In 2014, the Alaska State Legislature approved up to $145 million in bonding for the Bokan project through the Alaska Industrial Development and Export Authority. The AIDEA Board recently unanimously passed a resolution formalizing a preliminary due-diligence process to examine funding related to the Bokan project, according to a Ucore news release.
“We are highly encouraged with the enhanced local, state and federal support to change the status-quo regarding the US (rare earth element) supply chain,” Schrider said.
But there’s significant opposition to mining from environmentalists and any project, particularly within a National Forest, is likely to face litigation. Prince of Wales Island is within the Tongas National Forest, which was recently exempted from the Roadless Rule making it easier to obtain permits there. That decision is the subject of ongoing litigation and a review by the Biden administration.
“We cannot base ‘clean’ energy on dirty mining practices. Any increase in domestic mining must go hand in hand with new regulations to protect the communities in which those mines are located,” said Guy Archibald, staff scientist with the Southeast Alaska Conservation Council. “They have been unable to attract significant investment and instead are looking to the State of Alaska to subsidize their operation. AIDEA must conduct due diligence and not invest based on political pressure.”

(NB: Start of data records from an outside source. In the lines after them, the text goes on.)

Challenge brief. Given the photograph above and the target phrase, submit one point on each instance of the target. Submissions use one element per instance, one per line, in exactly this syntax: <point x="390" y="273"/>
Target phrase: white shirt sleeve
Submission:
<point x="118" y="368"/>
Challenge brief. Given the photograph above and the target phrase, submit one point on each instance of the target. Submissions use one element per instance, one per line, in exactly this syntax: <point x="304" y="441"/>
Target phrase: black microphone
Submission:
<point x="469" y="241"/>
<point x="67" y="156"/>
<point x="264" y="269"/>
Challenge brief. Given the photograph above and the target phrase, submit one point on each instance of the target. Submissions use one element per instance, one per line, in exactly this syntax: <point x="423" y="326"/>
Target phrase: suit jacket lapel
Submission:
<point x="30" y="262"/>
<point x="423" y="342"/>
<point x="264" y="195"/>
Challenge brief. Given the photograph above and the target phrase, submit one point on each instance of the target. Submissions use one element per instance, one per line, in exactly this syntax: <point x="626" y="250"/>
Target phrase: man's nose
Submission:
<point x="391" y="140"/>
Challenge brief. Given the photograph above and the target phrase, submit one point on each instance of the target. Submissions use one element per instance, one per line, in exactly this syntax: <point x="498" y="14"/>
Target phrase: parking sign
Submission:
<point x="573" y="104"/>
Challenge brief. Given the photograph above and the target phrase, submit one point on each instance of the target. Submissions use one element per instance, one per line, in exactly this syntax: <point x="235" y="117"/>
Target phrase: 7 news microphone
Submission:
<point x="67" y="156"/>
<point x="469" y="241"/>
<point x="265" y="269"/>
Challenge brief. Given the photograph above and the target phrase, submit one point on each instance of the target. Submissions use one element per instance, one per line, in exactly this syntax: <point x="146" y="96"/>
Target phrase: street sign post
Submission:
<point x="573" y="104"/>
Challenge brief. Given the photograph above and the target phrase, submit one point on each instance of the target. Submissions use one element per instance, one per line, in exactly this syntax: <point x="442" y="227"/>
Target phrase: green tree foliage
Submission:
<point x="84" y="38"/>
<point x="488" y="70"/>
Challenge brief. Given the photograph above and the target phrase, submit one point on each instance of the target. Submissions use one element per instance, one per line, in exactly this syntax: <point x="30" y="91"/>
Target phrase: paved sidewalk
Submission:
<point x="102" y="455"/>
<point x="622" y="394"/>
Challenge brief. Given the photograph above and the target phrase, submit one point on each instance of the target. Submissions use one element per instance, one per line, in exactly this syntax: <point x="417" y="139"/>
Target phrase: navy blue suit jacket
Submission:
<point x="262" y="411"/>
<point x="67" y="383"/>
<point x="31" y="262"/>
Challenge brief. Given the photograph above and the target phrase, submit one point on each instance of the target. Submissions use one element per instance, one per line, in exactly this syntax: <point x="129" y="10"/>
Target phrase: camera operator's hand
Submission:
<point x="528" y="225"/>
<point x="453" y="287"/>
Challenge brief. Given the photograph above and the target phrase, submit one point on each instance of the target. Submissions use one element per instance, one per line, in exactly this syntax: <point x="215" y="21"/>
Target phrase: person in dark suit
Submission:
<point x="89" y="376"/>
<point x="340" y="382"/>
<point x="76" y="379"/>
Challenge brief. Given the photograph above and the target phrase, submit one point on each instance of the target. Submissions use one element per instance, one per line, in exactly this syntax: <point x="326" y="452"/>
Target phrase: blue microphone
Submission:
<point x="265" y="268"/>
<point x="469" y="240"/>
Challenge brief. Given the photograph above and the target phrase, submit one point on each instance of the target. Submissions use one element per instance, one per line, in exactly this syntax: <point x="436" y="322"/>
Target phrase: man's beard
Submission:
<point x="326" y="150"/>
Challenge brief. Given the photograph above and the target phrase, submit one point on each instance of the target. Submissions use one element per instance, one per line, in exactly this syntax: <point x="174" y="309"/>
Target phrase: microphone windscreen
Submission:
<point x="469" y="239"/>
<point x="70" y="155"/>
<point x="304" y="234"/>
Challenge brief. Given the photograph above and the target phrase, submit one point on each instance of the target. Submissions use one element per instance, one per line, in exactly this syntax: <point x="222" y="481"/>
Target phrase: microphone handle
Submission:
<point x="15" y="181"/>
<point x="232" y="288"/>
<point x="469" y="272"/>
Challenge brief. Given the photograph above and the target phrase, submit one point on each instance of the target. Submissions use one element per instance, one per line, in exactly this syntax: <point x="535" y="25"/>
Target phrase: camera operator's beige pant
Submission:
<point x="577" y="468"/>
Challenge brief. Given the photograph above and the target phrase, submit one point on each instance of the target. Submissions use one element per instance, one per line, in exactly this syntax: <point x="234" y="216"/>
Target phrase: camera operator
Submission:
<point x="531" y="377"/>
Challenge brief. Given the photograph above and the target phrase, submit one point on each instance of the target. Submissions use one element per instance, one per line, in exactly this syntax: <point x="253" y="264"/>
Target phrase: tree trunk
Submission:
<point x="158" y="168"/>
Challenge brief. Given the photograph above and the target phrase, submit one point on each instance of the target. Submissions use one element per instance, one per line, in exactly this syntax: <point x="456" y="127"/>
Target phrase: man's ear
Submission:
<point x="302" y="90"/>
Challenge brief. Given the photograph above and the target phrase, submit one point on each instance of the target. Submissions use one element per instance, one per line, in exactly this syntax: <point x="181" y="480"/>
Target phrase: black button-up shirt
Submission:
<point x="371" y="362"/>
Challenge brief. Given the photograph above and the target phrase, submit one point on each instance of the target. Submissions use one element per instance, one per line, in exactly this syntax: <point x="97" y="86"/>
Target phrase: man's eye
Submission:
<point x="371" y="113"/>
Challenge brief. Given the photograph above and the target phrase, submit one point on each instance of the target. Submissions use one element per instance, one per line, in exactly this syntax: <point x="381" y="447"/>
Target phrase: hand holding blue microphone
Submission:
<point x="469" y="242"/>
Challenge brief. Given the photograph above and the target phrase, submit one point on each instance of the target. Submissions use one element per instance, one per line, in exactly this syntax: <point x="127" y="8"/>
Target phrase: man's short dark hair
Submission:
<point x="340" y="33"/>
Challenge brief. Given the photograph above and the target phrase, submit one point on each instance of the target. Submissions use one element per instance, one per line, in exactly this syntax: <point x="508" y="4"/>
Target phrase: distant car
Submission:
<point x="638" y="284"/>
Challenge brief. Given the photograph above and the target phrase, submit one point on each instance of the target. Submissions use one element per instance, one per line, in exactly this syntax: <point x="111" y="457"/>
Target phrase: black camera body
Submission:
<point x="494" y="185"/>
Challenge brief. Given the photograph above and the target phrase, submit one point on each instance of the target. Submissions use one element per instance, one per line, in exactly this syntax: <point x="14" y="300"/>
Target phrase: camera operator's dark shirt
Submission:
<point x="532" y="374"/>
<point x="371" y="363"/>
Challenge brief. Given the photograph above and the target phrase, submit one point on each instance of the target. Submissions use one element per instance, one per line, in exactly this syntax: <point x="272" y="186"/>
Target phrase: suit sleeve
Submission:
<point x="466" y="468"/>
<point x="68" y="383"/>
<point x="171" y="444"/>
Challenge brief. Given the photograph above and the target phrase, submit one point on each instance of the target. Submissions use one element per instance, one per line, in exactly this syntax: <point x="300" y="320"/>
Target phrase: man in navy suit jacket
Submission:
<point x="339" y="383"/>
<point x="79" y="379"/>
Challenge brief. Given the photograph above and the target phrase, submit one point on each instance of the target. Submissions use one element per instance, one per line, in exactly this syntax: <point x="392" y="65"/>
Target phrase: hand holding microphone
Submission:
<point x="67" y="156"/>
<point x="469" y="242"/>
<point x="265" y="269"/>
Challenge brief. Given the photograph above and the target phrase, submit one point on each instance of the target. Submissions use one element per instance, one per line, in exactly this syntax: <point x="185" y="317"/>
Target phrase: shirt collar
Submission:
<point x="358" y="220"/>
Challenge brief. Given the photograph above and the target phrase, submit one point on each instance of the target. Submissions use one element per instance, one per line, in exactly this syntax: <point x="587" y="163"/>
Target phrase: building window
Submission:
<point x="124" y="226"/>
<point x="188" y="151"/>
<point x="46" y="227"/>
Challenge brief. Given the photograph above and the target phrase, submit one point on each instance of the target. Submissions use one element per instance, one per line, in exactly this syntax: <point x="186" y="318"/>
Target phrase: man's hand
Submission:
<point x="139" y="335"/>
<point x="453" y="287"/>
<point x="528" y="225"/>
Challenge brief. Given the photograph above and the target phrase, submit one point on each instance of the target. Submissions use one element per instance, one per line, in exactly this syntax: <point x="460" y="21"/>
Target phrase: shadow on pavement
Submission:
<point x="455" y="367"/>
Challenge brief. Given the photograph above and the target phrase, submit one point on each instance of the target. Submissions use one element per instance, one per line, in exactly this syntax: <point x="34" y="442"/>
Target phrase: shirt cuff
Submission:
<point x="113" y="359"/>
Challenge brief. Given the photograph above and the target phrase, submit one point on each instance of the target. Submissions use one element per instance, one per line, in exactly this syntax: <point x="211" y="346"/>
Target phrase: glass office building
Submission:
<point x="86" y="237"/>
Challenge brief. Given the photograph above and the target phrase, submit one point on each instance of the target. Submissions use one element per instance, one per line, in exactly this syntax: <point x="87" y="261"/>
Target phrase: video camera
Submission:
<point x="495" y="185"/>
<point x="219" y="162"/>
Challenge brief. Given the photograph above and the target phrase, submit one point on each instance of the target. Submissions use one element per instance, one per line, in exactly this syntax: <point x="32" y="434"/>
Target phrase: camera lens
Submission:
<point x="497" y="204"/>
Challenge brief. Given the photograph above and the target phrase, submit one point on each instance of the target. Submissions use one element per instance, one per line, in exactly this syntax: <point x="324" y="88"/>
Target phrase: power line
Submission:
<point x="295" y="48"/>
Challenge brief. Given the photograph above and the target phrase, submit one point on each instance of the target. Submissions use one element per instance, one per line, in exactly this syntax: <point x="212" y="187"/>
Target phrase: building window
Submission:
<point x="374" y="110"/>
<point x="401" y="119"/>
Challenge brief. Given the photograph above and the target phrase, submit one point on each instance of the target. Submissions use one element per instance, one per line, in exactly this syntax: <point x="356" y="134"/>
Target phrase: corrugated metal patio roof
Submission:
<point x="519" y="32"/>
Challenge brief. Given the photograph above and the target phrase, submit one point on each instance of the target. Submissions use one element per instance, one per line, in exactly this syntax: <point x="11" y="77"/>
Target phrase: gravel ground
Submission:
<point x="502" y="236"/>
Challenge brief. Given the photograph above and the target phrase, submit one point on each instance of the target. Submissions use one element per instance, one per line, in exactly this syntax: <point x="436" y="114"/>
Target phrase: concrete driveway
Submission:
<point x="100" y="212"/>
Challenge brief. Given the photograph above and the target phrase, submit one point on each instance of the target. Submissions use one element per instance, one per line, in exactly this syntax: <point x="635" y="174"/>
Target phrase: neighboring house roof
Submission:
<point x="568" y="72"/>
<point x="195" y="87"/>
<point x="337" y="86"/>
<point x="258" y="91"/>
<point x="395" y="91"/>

In an email statement provided by spokesperson Corey Young, Dunleavy said Alaska was blessed to have the natural resources it does.
“America’s dependency on a non-allied, foreign-sourced, critical metals supply chain is an ongoing concern at both the State and Federal levels,” Dunleavy said. “I understand the critical nature of a secure supply chain for rare earth minerals in the United States and know that Alaska can be part of the solution. I have advocated for the permitting and development of these projects throughout the state.”
Murkowski said the state’s resource industry is an area she believes she can build bipartisan agreement around. There was bipartisan interest in the rare earth resource industry and it was an area where Alaska had an edge, she said.
“We’re a resource-based state,” Murkowski said. “In my view, we as Alaskans have a significant role in how we might be able to advance policies that don’t undercut or harm our economies. Why wouldn’t we want to be at the table? Look at what we’re doing as a state as an opportunity to use our innovation and our resources, including everything that we have when it comes to alternative energies.”